The macadamia nut butter is just 'runny' enough to drizzle. Peanut butter is too thick to drizzle on anything.


----------



## Kali.Amanda (Apr 30, 2011)

Funny that after decades, I now have a whole new perspective on ice cream and it has suddenly become an adventure to conquer in its many new flavors that suddenly have opened up!


----------



## Jan Hurst-Nicholson (Aug 25, 2010)

Anyone else still remember the days when all you could get was vanilla and strawberry - and if you were lucky, chocolate? And if you went to a certain shop they even had green ice cream (no idea what flavour it was supposed to be.) There were wafers and cornets, and an expensive choc ice  .


----------



## NogDog (May 1, 2009)

If I'm having vanilla ice cream, all I really want/need on it is a healthy dose of Hershey's chocolate syrup. Same for chocolate ice cream, for that matter. Most other flavors, I'm fine with just the ice cream. Of course, this is all hypothetical for the most part these days, as I'm trying really hard to avoid most such empty calories.


----------



## Kali.Amanda (Apr 30, 2011)

Thanks for playing


----------



## archaeoroutes (Oct 12, 2014)

Chopped strawberries and crushed digestive biscuit. Perhaps also with chopped up dark chocolate.


----------



## Gertie Kindle (Nov 6, 2008)

Jan Hurst-Nicholson said:


> Anyone else still remember the days when all you could get was vanilla and strawberry - and if you were lucky, chocolate? And if you went to a certain shop they even had green ice cream (no idea what flavour it was supposed to be.) There were wafers and cornets, and an expensive choc ice .

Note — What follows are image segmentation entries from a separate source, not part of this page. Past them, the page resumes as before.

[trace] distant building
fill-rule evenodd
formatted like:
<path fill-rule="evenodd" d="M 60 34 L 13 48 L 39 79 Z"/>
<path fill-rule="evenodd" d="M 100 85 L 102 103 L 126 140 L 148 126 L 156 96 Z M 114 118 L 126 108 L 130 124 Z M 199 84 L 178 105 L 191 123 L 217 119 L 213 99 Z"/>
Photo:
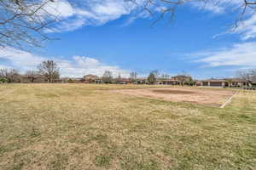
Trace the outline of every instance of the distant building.
<path fill-rule="evenodd" d="M 84 82 L 85 83 L 101 83 L 102 82 L 102 79 L 96 75 L 86 75 L 84 76 Z"/>
<path fill-rule="evenodd" d="M 211 87 L 250 87 L 252 83 L 248 81 L 238 78 L 226 78 L 226 79 L 207 79 L 196 82 L 198 86 L 211 86 Z"/>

Pistachio. Love it, but I haven't had it in many, many years.


----------



## Annalog (Dec 28, 2008)

Over vanilla ice cream: caramel, or crushed Heath bars, or turtle (chocolate, caramel, and pecans)
Over chocolate ice cream: plain, or caramel, or (back when I could eat gluten) dusty road (marshmallow with powdered malt, with or without peanuts)


----------



## Kali.Amanda (Apr 30, 2011)

Annalog said:


> dusty road (marshmallow with powdered malt, with or without peanuts)

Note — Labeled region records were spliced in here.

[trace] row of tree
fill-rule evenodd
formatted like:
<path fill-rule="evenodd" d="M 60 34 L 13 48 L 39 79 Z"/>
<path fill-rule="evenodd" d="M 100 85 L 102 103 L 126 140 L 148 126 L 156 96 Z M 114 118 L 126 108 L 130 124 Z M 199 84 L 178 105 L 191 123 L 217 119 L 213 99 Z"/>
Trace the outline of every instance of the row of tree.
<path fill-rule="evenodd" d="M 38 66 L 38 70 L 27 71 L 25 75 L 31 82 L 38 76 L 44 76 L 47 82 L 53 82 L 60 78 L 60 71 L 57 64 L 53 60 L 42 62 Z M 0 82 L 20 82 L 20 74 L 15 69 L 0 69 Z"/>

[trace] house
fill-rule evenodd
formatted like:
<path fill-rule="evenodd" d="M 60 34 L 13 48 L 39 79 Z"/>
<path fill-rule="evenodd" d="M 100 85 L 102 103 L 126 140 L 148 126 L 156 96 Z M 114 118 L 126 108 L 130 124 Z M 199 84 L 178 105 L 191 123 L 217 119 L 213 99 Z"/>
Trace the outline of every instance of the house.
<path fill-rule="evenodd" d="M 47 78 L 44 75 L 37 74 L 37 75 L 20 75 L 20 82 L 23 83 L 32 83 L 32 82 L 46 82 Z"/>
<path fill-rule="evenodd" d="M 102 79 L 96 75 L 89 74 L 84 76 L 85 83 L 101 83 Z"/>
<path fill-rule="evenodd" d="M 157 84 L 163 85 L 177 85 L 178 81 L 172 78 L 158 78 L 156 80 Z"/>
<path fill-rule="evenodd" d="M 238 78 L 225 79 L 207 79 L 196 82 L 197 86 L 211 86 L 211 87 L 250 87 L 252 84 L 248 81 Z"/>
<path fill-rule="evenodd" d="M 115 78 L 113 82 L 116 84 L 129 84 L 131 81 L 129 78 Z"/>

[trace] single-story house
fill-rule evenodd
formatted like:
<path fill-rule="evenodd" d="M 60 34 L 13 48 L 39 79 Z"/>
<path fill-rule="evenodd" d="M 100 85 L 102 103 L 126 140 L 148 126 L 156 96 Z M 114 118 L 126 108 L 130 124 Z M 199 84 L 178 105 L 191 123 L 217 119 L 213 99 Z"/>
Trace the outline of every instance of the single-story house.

That's new to me too. Interesting!


----------



## Jan Hurst-Nicholson (Aug 25, 2010)

Melted Mars Bars over vanilla (or any!) ice cream. Not sure if you can get Mars Bars outside of the UK.


----------



## Kali.Amanda (Apr 30, 2011)

Mars bars are available in the US. Never thought of melting it for ice cream, but that's another interesting idea to try out. Not all at once, mind you. If I try everything you all have mentioned thus far I'll be 800 pounds by December!


----------



## Annalog (Dec 28, 2008)

Kali.Amanda said:


> That's new to me too. Interesting!


Dusty road is similar to rocky road (chocolate ice cream with marshmallow and peanuts - chocolate road with marshmallow stripes and peanut rocks) but with the addition of malt dust and peanut rocks are optional. I learned about dusty road in the early 70s from a customer when I worked at a Dairy Queen. It makes a great sundae but does not work with liquid malt syrup. If you cannot find powdered malt, crush malted milk balls.


----------



## Kali.Amanda (Apr 30, 2011)

Wow! I haven't seen the malted milk balls in a long time. That just made me smile like a little kid


----------



## bobbic (Apr 4, 2011)

AA2014 said:


> Natural/naked.
> 
> Do yourself a favor. Head on over to Trader Joe's and buy a jar of coconut butter. It should cost less than $5. Whenever your kids want magic shell, mix a little bit of that with some cocoa and a tiny bit of sugar real well. Then pour it onto the ice cream. Instant magic shell and much, much healthier.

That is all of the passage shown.